Bio:

Curtis Hidemasa Nickerson Arima is a craft artist and educator who transforms inherited and found materials into meaningful objects that honor sustainability, cultural heritage, and personal narrative.  

As a Californian of Japanese descent (Yonsei) and a member of the LGBTQ+ community, Arima draws from multiple cultures and identities as inspirations for his work. 

Arima is a Professor at California College of the Arts, where he chairs the Ceramics, Jewelry & Metal Arts, Sculpture, Textiles, and Individualized Undergraduate Programs. He is dedicated to mentoring students, supporting faculty, and fostering innovation promoting sustainable practices.

His work has been exhibited at the Metal Museum, Fuller Craft Museum, New York Jewelry Week, Houston Center for Contemporary Craft, and internationally at The Vennel Gallery in Scotland and the Ruthin Craft Centre in Wales, among others.

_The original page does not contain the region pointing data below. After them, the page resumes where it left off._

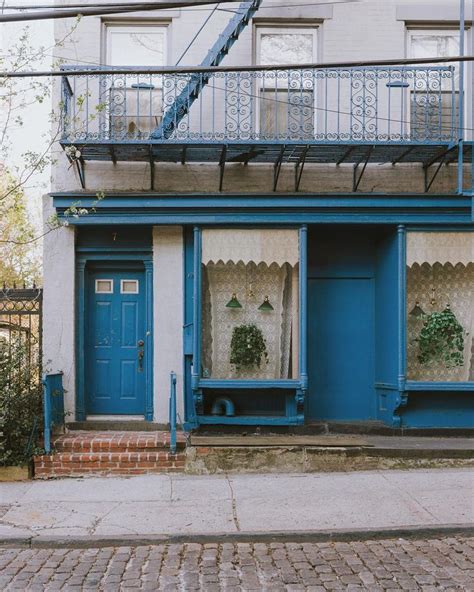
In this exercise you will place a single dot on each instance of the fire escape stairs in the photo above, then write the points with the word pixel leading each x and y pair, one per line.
pixel 216 54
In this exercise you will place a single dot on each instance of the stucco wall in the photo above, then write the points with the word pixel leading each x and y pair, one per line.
pixel 59 306
pixel 168 298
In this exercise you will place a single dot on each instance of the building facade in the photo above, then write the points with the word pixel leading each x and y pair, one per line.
pixel 296 243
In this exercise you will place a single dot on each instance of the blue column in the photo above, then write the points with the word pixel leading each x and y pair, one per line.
pixel 196 373
pixel 402 316
pixel 303 295
pixel 461 97
pixel 80 345
pixel 149 340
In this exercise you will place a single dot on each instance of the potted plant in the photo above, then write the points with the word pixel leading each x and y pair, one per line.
pixel 441 339
pixel 247 347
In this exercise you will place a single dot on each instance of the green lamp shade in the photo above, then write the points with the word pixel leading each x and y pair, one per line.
pixel 266 306
pixel 417 311
pixel 233 302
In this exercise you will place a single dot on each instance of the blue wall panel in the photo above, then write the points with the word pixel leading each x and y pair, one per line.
pixel 446 409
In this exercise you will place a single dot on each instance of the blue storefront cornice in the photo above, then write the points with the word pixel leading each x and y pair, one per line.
pixel 279 209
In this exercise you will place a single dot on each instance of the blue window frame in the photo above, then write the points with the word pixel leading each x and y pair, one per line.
pixel 292 390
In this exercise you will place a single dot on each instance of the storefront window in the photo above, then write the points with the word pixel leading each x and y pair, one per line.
pixel 440 306
pixel 250 303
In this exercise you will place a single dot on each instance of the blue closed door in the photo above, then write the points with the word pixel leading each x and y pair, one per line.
pixel 115 343
pixel 341 349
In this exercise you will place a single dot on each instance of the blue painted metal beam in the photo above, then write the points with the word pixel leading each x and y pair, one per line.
pixel 216 54
pixel 290 209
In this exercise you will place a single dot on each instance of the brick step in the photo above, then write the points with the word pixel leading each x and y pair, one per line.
pixel 82 441
pixel 73 464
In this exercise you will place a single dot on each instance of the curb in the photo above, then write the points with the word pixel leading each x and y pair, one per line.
pixel 318 536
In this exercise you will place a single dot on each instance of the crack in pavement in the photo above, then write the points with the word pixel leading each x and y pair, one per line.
pixel 235 517
pixel 98 519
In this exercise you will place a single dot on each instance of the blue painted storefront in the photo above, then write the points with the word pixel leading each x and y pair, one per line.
pixel 352 306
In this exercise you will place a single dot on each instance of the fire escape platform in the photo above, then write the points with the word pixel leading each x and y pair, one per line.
pixel 284 152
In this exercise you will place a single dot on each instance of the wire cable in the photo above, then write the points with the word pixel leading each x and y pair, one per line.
pixel 395 63
pixel 197 34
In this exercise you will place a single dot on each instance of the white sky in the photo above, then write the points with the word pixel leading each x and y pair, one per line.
pixel 33 134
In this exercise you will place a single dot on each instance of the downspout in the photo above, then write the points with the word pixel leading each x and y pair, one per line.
pixel 461 98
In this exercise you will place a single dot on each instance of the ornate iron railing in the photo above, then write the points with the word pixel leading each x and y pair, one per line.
pixel 310 105
pixel 21 332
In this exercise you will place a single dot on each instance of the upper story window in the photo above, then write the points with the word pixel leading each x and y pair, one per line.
pixel 434 105
pixel 135 101
pixel 286 97
pixel 136 45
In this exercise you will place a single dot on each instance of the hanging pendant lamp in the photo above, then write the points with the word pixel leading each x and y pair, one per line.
pixel 233 302
pixel 266 305
pixel 417 311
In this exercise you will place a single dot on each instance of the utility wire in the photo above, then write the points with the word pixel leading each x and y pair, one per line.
pixel 197 34
pixel 315 109
pixel 121 4
pixel 395 63
pixel 86 11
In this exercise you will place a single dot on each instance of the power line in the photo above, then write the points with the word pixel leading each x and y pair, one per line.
pixel 100 11
pixel 121 4
pixel 395 63
pixel 208 18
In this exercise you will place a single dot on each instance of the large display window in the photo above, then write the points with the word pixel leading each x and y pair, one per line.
pixel 440 306
pixel 250 304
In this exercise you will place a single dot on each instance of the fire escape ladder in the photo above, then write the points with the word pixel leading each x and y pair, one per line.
pixel 216 54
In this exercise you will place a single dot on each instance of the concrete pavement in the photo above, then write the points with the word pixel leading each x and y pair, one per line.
pixel 181 507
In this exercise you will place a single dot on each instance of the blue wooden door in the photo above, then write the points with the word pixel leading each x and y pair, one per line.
pixel 341 349
pixel 115 343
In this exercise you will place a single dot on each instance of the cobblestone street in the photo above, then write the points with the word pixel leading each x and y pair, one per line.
pixel 426 565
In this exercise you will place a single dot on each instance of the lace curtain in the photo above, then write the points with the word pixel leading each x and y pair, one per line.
pixel 251 282
pixel 453 284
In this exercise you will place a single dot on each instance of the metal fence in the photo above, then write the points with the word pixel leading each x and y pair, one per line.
pixel 337 105
pixel 21 334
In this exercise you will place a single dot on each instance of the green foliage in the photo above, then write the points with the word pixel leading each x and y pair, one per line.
pixel 20 403
pixel 441 339
pixel 19 259
pixel 247 347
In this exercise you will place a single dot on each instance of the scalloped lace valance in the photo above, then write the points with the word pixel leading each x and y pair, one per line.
pixel 440 247
pixel 257 245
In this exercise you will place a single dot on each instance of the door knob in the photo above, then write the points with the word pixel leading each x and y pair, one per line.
pixel 141 353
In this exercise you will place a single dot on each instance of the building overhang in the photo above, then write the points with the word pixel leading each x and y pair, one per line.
pixel 278 209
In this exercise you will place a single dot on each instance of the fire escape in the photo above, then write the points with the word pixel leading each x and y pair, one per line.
pixel 294 115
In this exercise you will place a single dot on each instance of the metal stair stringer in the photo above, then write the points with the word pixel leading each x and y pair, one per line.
pixel 214 57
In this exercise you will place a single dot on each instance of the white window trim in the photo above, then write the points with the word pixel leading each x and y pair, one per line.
pixel 268 29
pixel 412 30
pixel 122 291
pixel 133 27
pixel 97 291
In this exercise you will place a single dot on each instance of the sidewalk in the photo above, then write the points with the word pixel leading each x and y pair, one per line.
pixel 181 507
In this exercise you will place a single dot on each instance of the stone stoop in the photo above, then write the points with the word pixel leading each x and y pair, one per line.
pixel 84 453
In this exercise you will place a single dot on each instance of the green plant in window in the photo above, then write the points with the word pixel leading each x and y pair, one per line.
pixel 441 339
pixel 247 347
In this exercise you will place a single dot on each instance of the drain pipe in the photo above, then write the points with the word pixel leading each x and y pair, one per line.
pixel 222 404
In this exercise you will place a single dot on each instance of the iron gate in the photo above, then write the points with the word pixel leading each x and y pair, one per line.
pixel 21 331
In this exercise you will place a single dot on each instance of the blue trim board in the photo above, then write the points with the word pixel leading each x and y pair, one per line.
pixel 428 387
pixel 297 209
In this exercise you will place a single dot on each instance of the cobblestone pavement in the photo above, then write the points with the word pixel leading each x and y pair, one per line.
pixel 399 564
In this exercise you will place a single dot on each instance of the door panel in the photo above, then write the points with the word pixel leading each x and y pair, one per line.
pixel 115 324
pixel 341 349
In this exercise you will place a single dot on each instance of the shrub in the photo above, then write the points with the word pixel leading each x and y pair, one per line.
pixel 20 402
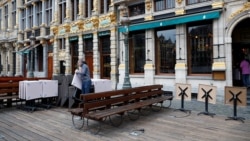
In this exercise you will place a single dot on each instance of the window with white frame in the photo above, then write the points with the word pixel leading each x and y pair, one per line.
pixel 200 47
pixel 13 12
pixel 48 9
pixel 104 6
pixel 165 46
pixel 39 11
pixel 137 9
pixel 75 9
pixel 62 44
pixel 196 1
pixel 88 8
pixel 6 16
pixel 23 19
pixel 62 10
pixel 30 16
pixel 164 4
pixel 0 19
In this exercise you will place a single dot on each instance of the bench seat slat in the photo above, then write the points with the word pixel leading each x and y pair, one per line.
pixel 121 109
pixel 91 96
pixel 120 99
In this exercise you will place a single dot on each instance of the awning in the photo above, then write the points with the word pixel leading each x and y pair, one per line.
pixel 32 47
pixel 23 50
pixel 173 21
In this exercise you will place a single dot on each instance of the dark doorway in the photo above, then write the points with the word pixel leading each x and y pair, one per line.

His pieces are held in the permanent collections of the Metal Museum (2024) and the Kamm Teapot Foundation (1997).

He has lectured, taught workshops, and done projects in the US and abroad, including with YBCA, SF, CA;  SNAG conference, San Diego, CA; Indiana University, Bloomington; Haystack Mountain School of Craft;  Musashino Art University in Tokyo, Japan; and Shenzhen Polytechnic in Shenzhen, China. 

He serves on the Board of Directors for Ethical Metalsmiths, where he advocates for responsible practices in metalsmithing and jewelry.

Arima holds an Individualized BFA in Ceramics and Jewelry/Metal Arts from California College of Arts and Crafts and an MFA in Metalsmithing from Cranbrook Academy of Art.

Additional information

What motivates your practice?

I am driven by the belief that craft has the power to transform materials, lives, and communities. My work seeks to honor this transformative potential while addressing critical issues of sustainability and cultural preservation.

These are the sustainability tenets that guide my creative practices.

Economic/Professional Sustainability: Sustaining a professional and financial practice.
Cultural Sustainability: Sustaining and honoring traditional and non-traditional cultures and identities.
Social Sustainability: Sustaining relationships with people, communities, society, and supporting social justice.
Emotional Sustainability: Sustaining emotional, mental, and physical health.
Environmental Sustainability: Supporting earth health, ecosystems, and the way living and non-living things function together.

Materials and Process

Ethical Metalsmiths’ Radical Jewelry Makeover, Nick Dong’s Mendsmith at YBCA, and my clients' personal heirlooms are my community based collaborations that give me access to  materials that are aligned with my sustainable principles. Through representation in metal my work recaptures, recovers, and reveals the innate beauty that is overlooked and underappreciated in once valued objects.

I employ traditional techniques such as hand fabrication, stone setting, raising, enameling, and hand push engraving. My slow craft approach stands in opposition to mass production and planned obsolescence, celebrating time-honored traditions and ensuring their relevance in contemporary contexts. I treat found materials as precious and level the hierarchy of material value through my craftsmanship. 

Cultural Heritage and History
As a fourth-generation Japanese American, my identity informs my artistic perspective. Asian aesthetics feel both foreign and familiar, and reconnecting with my ancestral lineage allows me to create multi generational-pan-cultural objects. 

Recently, I have focused on preserving and reinterpreting stories from my elders and ancestors’ experiences during WWII Japanese American internment. By gathering memories and transforming them into abstracted jewelry pieces, I explore themes of trauma, resilience, and hidden joy in this time of incarceration. This documentation captures lived experiences before they fade into history. I reveal these injustices as a cautionary tale for future generations.

In all aspects of my practice, I strive to honor sustainability, heritage, and the power of craft as a bridge between the past, present, and future.